Global Challenges Seminar Series
Francesco Amodio (McGill University) on “Labor market power and informality in Peru” organised by the Centro Studi Luca d’Agliano, BAFFI CAREFIN and the Department of Economics, Management and Quantitative Methods (University of Milan) in collaboration with the Dipartimento di Economia, Metodi Quantitativi e Strategie di Impresa (Università Milano Bicocca), and the Dipartimento di Ingegneria Gestionale (Politecnico di Milano).
When employers face little competition for labor, i.e. have labor market power, they can suppress wages below marginal productivity. Labor market power and its consequences have rarely been studied in low-income countries, despite the existence of substantial labor market frictions affecting the overall extent of competition among employers, and large levels of informality affecting the workers’ employment opportunities.
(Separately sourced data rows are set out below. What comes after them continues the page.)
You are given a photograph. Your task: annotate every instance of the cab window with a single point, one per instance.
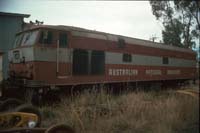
(46, 37)
(63, 40)
(29, 38)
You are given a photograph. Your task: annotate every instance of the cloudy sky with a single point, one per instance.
(129, 18)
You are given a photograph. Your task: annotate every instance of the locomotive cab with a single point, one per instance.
(36, 49)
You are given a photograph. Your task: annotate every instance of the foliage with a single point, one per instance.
(181, 21)
(133, 112)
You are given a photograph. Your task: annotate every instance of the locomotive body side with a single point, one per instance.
(86, 57)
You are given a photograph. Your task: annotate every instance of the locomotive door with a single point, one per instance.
(62, 57)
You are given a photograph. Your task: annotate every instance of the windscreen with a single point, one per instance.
(26, 38)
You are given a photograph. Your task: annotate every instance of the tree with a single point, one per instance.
(180, 21)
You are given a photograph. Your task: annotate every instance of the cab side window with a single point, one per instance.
(46, 37)
(63, 40)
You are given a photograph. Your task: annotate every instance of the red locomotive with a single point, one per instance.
(56, 56)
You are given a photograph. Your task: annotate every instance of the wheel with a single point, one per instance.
(60, 128)
(28, 108)
(10, 104)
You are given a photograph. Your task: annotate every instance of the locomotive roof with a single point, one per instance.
(112, 37)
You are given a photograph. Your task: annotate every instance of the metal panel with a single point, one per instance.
(9, 27)
(49, 54)
(116, 58)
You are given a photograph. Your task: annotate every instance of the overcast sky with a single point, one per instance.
(129, 18)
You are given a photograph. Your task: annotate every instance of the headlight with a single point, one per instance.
(31, 124)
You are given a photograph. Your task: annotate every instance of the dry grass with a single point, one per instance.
(151, 112)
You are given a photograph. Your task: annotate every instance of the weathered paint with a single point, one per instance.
(43, 62)
(10, 24)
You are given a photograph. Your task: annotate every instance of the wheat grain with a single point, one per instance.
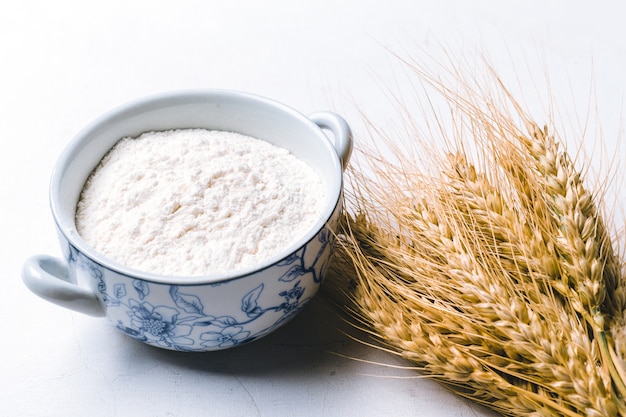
(499, 280)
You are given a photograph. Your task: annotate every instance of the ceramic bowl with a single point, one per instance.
(194, 313)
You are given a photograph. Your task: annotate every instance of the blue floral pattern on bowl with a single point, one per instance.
(181, 317)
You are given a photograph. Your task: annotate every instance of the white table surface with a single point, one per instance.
(64, 62)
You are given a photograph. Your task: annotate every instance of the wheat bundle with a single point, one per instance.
(494, 271)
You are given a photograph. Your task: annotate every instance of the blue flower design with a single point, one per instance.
(158, 325)
(226, 337)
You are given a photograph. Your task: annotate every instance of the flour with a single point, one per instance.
(195, 202)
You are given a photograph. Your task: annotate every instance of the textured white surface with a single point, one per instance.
(65, 62)
(156, 204)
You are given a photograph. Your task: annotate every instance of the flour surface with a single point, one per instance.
(196, 202)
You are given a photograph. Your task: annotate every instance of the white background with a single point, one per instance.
(63, 63)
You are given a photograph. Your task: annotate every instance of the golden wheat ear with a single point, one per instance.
(492, 272)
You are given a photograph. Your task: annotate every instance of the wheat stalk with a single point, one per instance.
(499, 280)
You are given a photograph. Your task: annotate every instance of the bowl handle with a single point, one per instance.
(48, 278)
(340, 130)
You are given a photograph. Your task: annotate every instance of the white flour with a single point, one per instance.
(197, 202)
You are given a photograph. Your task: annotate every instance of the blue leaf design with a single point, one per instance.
(224, 321)
(142, 288)
(189, 303)
(293, 273)
(119, 291)
(249, 301)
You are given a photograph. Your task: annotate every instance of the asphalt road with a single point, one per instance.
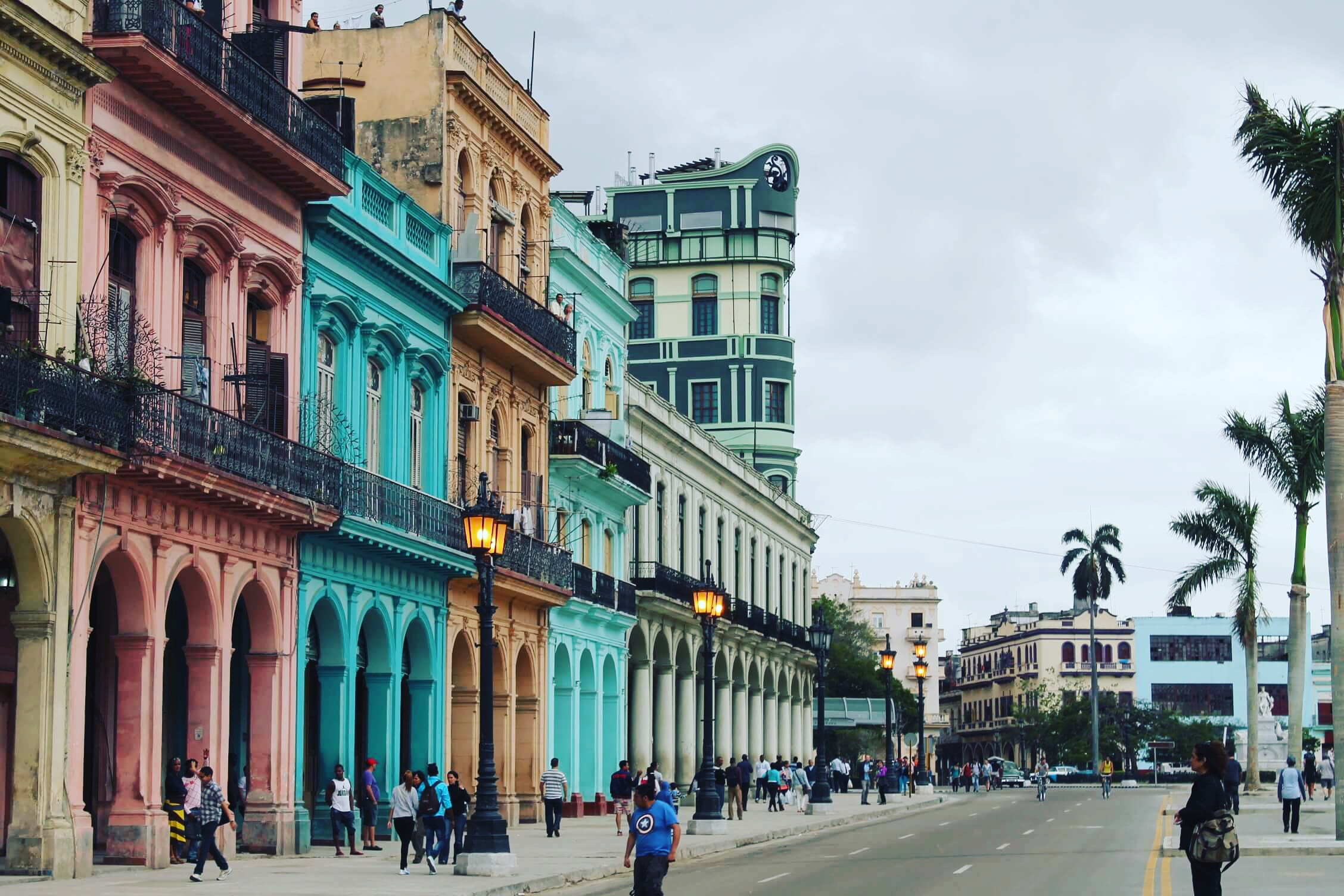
(1000, 844)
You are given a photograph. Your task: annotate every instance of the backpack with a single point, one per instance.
(1214, 841)
(429, 804)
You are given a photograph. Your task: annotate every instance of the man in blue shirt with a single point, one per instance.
(655, 837)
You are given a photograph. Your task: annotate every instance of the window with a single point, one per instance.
(1195, 700)
(417, 437)
(769, 304)
(195, 366)
(776, 401)
(705, 305)
(1190, 648)
(374, 417)
(705, 402)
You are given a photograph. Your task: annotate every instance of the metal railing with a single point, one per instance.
(481, 285)
(229, 70)
(538, 561)
(577, 437)
(64, 398)
(377, 497)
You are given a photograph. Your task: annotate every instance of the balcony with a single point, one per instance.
(536, 559)
(511, 327)
(382, 500)
(601, 456)
(181, 62)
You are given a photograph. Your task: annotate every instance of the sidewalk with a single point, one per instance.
(1260, 830)
(587, 850)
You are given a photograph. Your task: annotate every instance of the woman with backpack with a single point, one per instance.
(1206, 798)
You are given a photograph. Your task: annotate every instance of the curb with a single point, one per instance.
(566, 879)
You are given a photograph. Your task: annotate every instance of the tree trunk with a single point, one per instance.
(1335, 546)
(1252, 648)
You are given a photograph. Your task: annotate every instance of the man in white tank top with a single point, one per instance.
(339, 796)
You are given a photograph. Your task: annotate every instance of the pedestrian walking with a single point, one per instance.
(340, 796)
(621, 788)
(369, 797)
(555, 790)
(1292, 789)
(175, 794)
(459, 801)
(1231, 783)
(1206, 797)
(655, 837)
(401, 817)
(214, 810)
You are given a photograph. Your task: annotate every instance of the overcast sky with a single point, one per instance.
(1032, 272)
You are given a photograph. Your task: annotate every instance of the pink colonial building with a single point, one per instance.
(186, 559)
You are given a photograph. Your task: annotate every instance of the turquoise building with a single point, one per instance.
(373, 592)
(595, 481)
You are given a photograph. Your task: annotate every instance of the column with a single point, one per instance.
(687, 760)
(741, 743)
(723, 742)
(755, 734)
(664, 726)
(772, 726)
(642, 715)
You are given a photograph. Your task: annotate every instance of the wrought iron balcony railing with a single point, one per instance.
(538, 561)
(218, 62)
(64, 398)
(575, 437)
(375, 497)
(479, 284)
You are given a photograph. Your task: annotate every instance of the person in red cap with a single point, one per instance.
(369, 804)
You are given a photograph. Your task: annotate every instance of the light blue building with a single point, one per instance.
(593, 484)
(1198, 667)
(373, 593)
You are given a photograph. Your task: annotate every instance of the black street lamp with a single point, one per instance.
(709, 601)
(819, 634)
(889, 662)
(921, 673)
(486, 850)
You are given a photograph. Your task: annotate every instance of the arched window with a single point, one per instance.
(705, 305)
(417, 437)
(642, 296)
(769, 304)
(374, 418)
(195, 366)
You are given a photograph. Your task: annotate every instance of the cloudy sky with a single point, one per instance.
(1032, 272)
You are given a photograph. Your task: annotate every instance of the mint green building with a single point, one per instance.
(593, 484)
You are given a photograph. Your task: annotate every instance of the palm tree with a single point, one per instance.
(1096, 563)
(1290, 455)
(1299, 155)
(1226, 531)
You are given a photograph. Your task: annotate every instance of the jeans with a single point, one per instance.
(209, 848)
(553, 816)
(1290, 809)
(649, 872)
(405, 832)
(1206, 878)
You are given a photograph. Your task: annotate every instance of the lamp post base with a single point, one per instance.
(707, 826)
(487, 864)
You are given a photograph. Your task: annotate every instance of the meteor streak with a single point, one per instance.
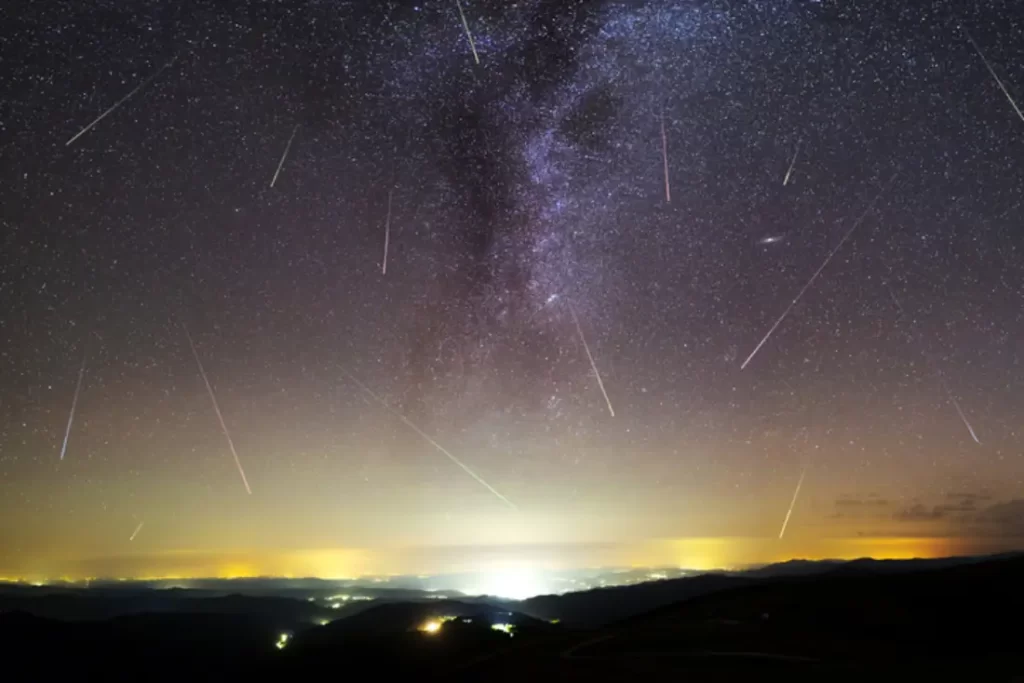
(74, 404)
(119, 102)
(465, 26)
(955, 403)
(991, 71)
(793, 163)
(815, 275)
(593, 365)
(284, 156)
(387, 231)
(665, 162)
(793, 503)
(216, 409)
(445, 452)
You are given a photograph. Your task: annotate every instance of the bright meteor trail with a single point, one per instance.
(119, 103)
(593, 365)
(960, 412)
(216, 409)
(465, 26)
(793, 503)
(814, 276)
(991, 71)
(432, 442)
(281, 164)
(74, 404)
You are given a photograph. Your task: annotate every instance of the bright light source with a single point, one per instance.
(516, 583)
(504, 628)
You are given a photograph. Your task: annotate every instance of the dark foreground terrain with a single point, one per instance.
(853, 622)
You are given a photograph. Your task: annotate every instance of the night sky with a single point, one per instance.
(243, 196)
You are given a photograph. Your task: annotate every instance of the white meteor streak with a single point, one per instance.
(284, 156)
(793, 163)
(445, 452)
(793, 503)
(74, 404)
(991, 71)
(593, 365)
(960, 412)
(465, 26)
(119, 102)
(813, 278)
(387, 231)
(665, 162)
(216, 409)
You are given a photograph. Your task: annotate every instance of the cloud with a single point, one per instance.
(1000, 519)
(969, 498)
(857, 506)
(1003, 518)
(853, 502)
(919, 513)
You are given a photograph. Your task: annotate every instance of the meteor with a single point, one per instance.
(284, 156)
(465, 26)
(119, 103)
(387, 231)
(991, 71)
(216, 409)
(431, 441)
(793, 503)
(793, 163)
(74, 404)
(817, 272)
(593, 365)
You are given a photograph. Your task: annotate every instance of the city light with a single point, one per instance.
(504, 628)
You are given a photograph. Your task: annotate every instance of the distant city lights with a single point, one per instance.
(504, 628)
(432, 627)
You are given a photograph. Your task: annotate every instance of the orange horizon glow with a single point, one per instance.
(700, 554)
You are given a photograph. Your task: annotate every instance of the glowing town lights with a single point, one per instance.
(431, 627)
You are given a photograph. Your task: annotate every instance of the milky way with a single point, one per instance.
(322, 187)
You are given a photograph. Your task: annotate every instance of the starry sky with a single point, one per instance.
(585, 199)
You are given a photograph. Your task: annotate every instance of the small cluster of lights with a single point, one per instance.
(337, 600)
(433, 626)
(504, 628)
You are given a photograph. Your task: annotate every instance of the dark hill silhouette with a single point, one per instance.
(948, 622)
(603, 605)
(953, 620)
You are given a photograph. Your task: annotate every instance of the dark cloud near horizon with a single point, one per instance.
(998, 519)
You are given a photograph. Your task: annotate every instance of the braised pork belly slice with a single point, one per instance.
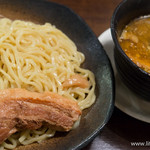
(21, 109)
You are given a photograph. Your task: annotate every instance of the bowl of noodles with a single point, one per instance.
(47, 48)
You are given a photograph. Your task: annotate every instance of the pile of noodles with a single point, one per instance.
(40, 58)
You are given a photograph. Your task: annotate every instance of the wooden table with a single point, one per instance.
(122, 129)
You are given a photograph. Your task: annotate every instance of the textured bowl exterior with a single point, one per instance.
(134, 77)
(94, 118)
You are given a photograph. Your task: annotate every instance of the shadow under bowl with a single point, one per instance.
(133, 77)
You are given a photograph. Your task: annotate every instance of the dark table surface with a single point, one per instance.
(121, 129)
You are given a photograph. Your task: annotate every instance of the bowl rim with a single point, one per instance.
(115, 39)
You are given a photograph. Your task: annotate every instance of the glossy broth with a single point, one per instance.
(135, 41)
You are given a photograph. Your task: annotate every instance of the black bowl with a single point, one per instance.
(94, 118)
(134, 77)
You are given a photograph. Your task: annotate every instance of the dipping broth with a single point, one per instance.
(135, 41)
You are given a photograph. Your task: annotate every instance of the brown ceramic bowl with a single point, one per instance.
(94, 118)
(134, 77)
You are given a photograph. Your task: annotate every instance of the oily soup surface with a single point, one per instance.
(135, 41)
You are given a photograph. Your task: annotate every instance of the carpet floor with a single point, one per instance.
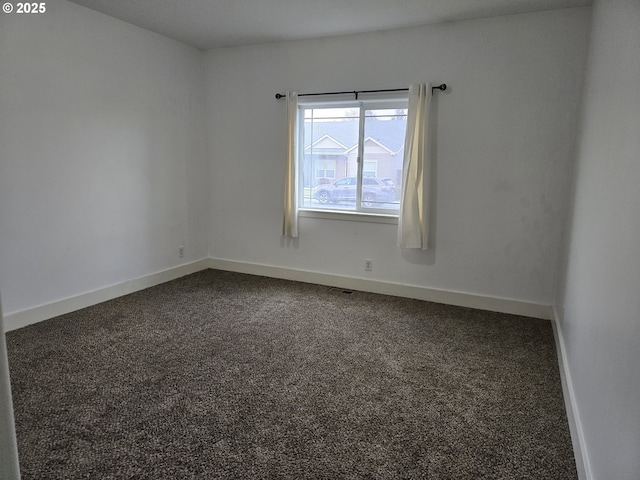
(232, 376)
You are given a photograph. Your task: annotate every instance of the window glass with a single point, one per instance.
(352, 155)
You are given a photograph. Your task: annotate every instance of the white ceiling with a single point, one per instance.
(222, 23)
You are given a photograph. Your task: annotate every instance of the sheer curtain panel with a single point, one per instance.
(290, 212)
(413, 220)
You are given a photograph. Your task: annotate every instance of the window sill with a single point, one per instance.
(350, 216)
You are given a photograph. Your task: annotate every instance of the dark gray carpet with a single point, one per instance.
(223, 375)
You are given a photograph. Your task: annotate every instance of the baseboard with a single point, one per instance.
(37, 314)
(494, 304)
(575, 426)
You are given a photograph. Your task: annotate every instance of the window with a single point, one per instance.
(351, 155)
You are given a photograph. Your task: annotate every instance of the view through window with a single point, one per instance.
(352, 155)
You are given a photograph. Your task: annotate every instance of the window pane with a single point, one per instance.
(384, 132)
(329, 166)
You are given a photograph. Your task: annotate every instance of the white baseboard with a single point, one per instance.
(37, 314)
(575, 426)
(494, 304)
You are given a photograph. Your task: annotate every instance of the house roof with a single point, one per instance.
(388, 133)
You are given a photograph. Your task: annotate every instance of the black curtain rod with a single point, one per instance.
(441, 87)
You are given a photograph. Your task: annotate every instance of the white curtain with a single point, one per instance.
(290, 212)
(413, 221)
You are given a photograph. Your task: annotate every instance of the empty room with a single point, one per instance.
(320, 239)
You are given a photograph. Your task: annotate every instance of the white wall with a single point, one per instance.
(102, 154)
(601, 294)
(505, 142)
(9, 466)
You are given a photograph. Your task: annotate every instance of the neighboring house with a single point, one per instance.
(330, 150)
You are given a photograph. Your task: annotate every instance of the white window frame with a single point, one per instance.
(360, 213)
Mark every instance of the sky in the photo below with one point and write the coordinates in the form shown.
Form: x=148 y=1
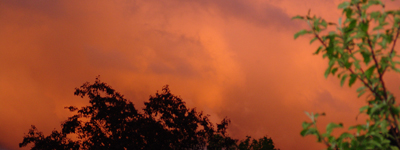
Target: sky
x=228 y=58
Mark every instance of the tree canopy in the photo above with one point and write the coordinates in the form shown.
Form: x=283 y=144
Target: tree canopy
x=113 y=122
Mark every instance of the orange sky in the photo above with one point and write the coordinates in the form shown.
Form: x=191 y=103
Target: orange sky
x=234 y=58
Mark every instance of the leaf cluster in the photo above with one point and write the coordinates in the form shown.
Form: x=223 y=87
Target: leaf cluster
x=361 y=48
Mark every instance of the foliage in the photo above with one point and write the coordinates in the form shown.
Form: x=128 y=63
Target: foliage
x=112 y=122
x=361 y=48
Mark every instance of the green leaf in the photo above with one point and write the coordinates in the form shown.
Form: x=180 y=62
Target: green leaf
x=343 y=79
x=369 y=72
x=366 y=55
x=312 y=40
x=334 y=70
x=363 y=108
x=344 y=5
x=306 y=125
x=301 y=32
x=327 y=71
x=364 y=26
x=298 y=17
x=331 y=126
x=352 y=79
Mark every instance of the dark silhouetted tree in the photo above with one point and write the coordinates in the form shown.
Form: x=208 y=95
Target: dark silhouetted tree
x=112 y=122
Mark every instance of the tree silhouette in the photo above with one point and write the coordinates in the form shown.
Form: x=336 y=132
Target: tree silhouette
x=113 y=122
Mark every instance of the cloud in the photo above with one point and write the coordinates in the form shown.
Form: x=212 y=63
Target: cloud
x=228 y=58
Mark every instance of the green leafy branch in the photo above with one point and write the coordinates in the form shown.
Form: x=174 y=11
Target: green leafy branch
x=362 y=47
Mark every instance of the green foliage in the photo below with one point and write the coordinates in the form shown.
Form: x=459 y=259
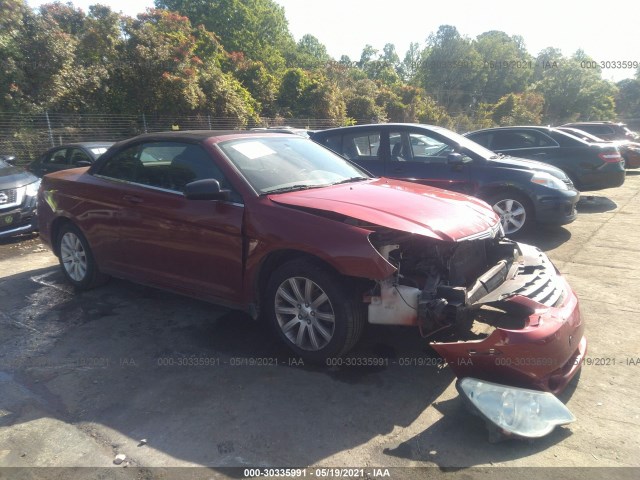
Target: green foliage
x=237 y=58
x=572 y=92
x=507 y=64
x=257 y=28
x=628 y=98
x=513 y=109
x=452 y=70
x=309 y=54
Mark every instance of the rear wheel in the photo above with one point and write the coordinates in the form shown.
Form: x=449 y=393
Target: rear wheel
x=313 y=311
x=76 y=259
x=515 y=212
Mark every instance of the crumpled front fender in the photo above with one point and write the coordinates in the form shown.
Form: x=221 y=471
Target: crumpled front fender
x=544 y=355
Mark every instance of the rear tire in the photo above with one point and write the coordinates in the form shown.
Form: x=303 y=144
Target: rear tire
x=313 y=310
x=76 y=259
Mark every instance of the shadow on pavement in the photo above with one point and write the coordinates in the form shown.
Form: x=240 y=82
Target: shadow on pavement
x=204 y=385
x=595 y=204
x=545 y=237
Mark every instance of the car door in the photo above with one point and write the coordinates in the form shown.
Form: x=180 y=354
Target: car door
x=422 y=156
x=79 y=158
x=190 y=246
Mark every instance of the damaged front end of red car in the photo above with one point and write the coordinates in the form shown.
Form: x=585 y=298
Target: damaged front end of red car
x=507 y=322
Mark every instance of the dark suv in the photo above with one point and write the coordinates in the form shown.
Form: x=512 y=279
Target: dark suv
x=520 y=191
x=18 y=193
x=605 y=130
x=590 y=166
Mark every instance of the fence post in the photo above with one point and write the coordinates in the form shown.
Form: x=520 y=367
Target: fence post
x=53 y=144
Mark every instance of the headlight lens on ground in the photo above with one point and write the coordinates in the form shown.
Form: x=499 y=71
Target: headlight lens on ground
x=548 y=180
x=519 y=411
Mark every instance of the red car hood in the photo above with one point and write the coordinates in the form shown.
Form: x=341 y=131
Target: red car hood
x=399 y=205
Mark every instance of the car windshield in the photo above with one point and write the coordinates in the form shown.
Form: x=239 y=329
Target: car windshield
x=280 y=164
x=467 y=144
x=97 y=151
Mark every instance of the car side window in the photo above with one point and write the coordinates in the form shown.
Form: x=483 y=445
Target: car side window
x=544 y=140
x=361 y=145
x=165 y=165
x=78 y=156
x=57 y=157
x=483 y=139
x=334 y=142
x=427 y=149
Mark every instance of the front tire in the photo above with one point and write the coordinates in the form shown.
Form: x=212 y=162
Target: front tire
x=76 y=259
x=516 y=214
x=313 y=310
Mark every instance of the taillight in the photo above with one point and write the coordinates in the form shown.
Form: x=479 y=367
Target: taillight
x=611 y=157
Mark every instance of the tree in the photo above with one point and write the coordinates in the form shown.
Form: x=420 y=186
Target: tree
x=258 y=28
x=514 y=109
x=39 y=56
x=164 y=74
x=259 y=82
x=452 y=70
x=508 y=65
x=411 y=64
x=628 y=98
x=361 y=102
x=572 y=92
x=309 y=54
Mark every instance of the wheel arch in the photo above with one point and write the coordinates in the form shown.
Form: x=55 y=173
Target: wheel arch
x=56 y=226
x=275 y=259
x=490 y=192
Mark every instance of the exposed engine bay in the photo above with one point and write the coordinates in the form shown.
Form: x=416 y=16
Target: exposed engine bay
x=466 y=284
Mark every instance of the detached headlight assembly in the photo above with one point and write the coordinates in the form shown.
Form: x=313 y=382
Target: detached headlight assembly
x=515 y=411
x=549 y=181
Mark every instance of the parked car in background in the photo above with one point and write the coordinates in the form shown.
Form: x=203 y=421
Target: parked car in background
x=630 y=151
x=297 y=131
x=521 y=191
x=18 y=193
x=606 y=130
x=71 y=155
x=590 y=166
x=9 y=159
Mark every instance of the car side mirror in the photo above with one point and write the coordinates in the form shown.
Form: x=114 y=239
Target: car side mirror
x=457 y=159
x=206 y=189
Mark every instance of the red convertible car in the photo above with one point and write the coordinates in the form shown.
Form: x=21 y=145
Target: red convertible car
x=288 y=231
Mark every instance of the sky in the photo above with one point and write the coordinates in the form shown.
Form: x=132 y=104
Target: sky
x=346 y=26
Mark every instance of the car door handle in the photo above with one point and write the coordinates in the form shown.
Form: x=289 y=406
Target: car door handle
x=132 y=199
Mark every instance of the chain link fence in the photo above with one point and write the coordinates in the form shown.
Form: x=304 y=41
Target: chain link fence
x=28 y=135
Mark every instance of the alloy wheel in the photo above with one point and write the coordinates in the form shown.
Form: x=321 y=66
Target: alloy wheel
x=304 y=313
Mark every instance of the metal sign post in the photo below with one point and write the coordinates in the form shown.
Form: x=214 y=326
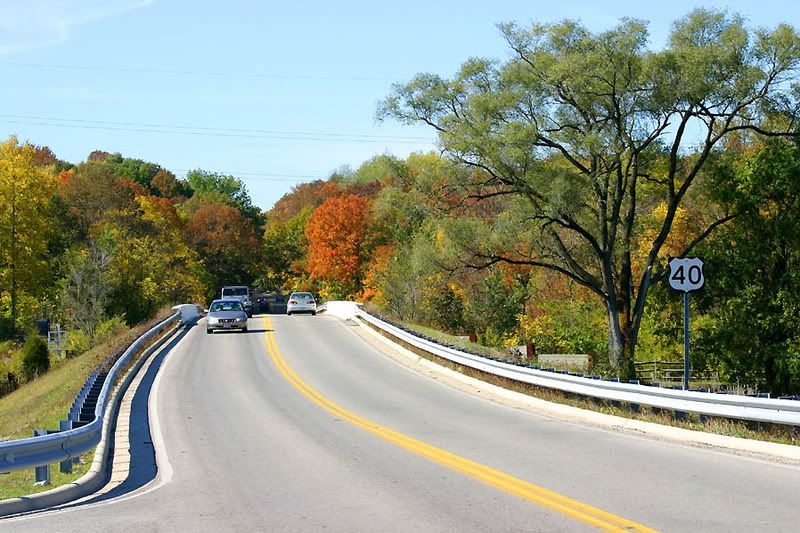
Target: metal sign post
x=686 y=275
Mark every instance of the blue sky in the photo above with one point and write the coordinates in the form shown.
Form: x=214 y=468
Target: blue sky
x=272 y=92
This paper studies the extent and implications of labor market power in Peru. We present a general equilibrium model where labor market power results from (i) worker selection across formal employment and informal self-employment, and (ii) labor market concentration. The theory highlights the equilibrium relationship between labor market power, informality, wages and income. Using firm and household-level data, we document variation in the extent of concentration across local labor markets over time. We show that when labor market concentration is high wages are low for both formal employees and informal self-employed. Moreover, informal self-employment rates are larger, and average skill levels are lower in both the formal and informal sectors. This is consistent with our model and a scenario where worker ability in the formal and informal sector are strongly positively correlated, but returns from informal self-employment are more dispersed.